The coefficients of `x1` and `x2` have large p-values and their 95% confidence intervals include 0. Test whether both coefficients can be zero. Specify a hypothesis matrix to select the coefficients of `x1` and `x2`.

```M = [0 1 0 0 0 0 0 1 0 0]; p = coefTest(mdl,M)```
```p = 0.1442 ```

The p-value is approximately 0.14, which is not small. Remove `x1` and `x2` from the model.

`mdl1 = removeTerms(mdl,'x1 + x2')`
```mdl1 = Generalized linear regression model: logit(y) ~ 1 + x3 + x4 Distribution = Binomial Estimated Coefficients: Estimate SE tStat pValue ________ ______ _______ __________ (Intercept) 45.272 13.612 3.326 0.00088103 x3 -5.7545 2.3059 -2.4956 0.012576 x4 -10.447 3.7557 -2.7816 0.0054092 100 observations, 97 error degrees of freedom Dispersion: 1 Chi^2-statistic vs. constant model: 118, p-value = 2.3e-26 ```

Alternatively, you can identify important predictors using `stepwiseglm`.

`mdl2 = stepwiseglm(X,y,'constant','Distribution','binomial','Upper','linear')`
```1. Adding x4, Deviance = 33.4208, Chi2Stat = 105.2086, PValue = 1.099298e-24 2. Adding x3, Deviance = 20.5635, Chi2Stat = 12.8573, PValue = 0.000336166 3. Adding x2, Deviance = 13.2658, Chi2Stat = 7.29767, PValue = 0.00690441 ```
```mdl2 = Generalized linear regression model: logit(y) ~ 1 + x2 + x3 + x4 Distribution = Binomial Estimated Coefficients: Estimate SE tStat pValue ________ ______ _______ ________ (Intercept) 50.527 23.995 2.1057 0.035227 x2 8.3761 4.7612 1.7592 0.078536 x3 -7.8745 3.8407 -2.0503 0.040334 x4 -21.43 10.707 -2.0014 0.04535 100 observations, 96 error degrees of freedom Dispersion: 1 Chi^2-statistic vs. constant model: 125, p-value = 5.4e-27 ```

The p-value (`pValue`) for `x2` in the coefficient table is greater than 0.05, but `stepwiseglm` includes `x2` in the model because the p-value (`PValue`) for adding `x2` is smaller than 0.05. The `stepwiseglm` function computes `PValue` using the fits with and without `x2`, whereas the function computes `pValue` based on an approximate standard error computed only from the final model.

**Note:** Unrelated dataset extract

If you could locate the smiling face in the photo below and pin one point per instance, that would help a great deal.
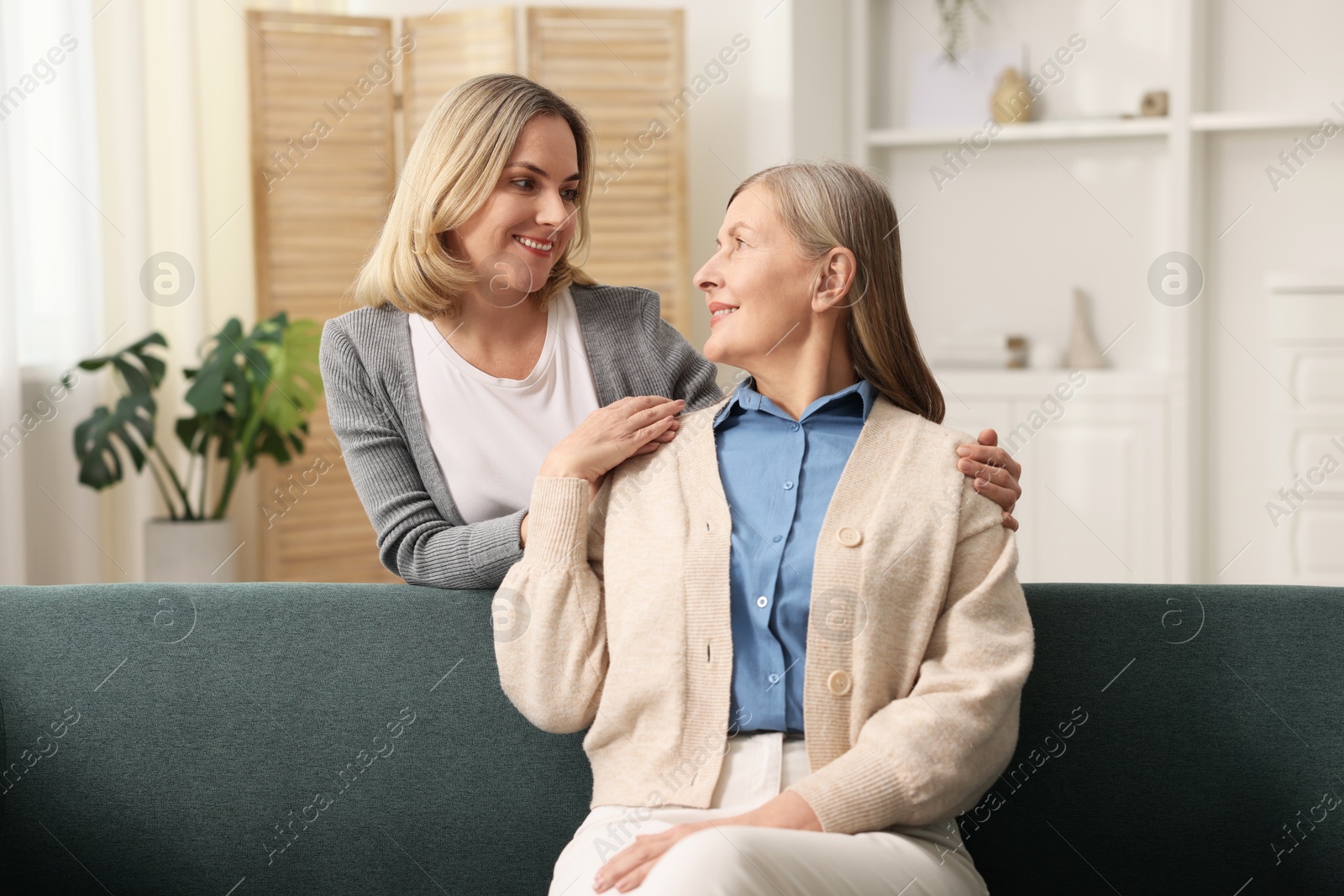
(757, 285)
(526, 223)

Therefore, `PValue` is more reliable than `pValue`.

### Identify Outliers

Examine a leverage plot to look for influential outliers.

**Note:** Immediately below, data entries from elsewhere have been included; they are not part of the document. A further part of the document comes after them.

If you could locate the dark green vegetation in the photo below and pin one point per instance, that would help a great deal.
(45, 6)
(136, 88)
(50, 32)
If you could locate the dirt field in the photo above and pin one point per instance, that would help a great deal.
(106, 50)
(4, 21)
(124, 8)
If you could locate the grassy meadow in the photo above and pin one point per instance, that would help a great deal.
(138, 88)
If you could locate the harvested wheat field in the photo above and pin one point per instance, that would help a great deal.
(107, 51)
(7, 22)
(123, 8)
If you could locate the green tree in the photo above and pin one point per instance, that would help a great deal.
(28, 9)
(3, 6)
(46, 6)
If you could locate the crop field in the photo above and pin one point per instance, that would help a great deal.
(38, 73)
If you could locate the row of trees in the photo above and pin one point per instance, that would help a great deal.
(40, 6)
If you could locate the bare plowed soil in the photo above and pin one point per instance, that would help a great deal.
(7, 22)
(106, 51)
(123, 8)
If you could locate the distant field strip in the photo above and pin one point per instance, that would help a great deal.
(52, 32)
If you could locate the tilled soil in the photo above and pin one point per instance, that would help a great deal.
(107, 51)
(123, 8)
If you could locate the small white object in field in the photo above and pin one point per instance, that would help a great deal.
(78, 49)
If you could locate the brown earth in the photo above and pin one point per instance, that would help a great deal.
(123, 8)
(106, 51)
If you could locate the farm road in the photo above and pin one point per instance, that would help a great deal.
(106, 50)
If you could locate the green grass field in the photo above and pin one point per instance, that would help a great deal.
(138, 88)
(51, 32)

`plotDiagnostics(mdl2,'leverage')` An observation can be considered an outlier if its leverage substantially exceeds `p/n`, where `p` is the number of coefficients and `n` is the number of observations. The dotted reference line is a recommended threshold, computed by `2*p/n`, which corresponds to 0.08 in this plot. Some observations have leverage values larger than `10*p/n` (that is, 0.40). Identify these observation points.

`idxOutliers = find(mdl2.Diagnostics.Leverage > 10*mdl2.NumCoefficients/mdl2.NumObservations)`
```idxOutliers = 4×1 19 21 57 85 ```

See if the model coefficients change when you fit a model excluding these points.

```oldCoeffs = mdl2.Coefficients.Estimate; mdl3 = fitglm(X,y,'linear','Distribution','binomial', ... 'PredictorVars',2:4,'Exclude',idxOutliers); newCoeffs = mdl3.Coefficients.Estimate; disp([oldCoeffs newCoeffs])```
``` 50.5268 44.0085 8.3761 5.6361 -7.8745 -6.1145 -21.4296 -18.1236 ```

The model coefficients in `mdl3` are different from those in mdl2. This result implies that the responses at the high-leverage points are not consistent with the predicted values from the reduced model.

### Predict Probability of Being Versicolor

Use `mdl3` to predict the probability that a flower with average measurements is versicolor. Generate confidence intervals for the prediction.

`[newf,newc] = predict(mdl3,mean(X))`
```newf = 0.4558 ```
```newc = 1×2 0.1234 0.8329 ```

The model gives almost a 46% probability that the average flower is versicolor, with a wide confidence interval.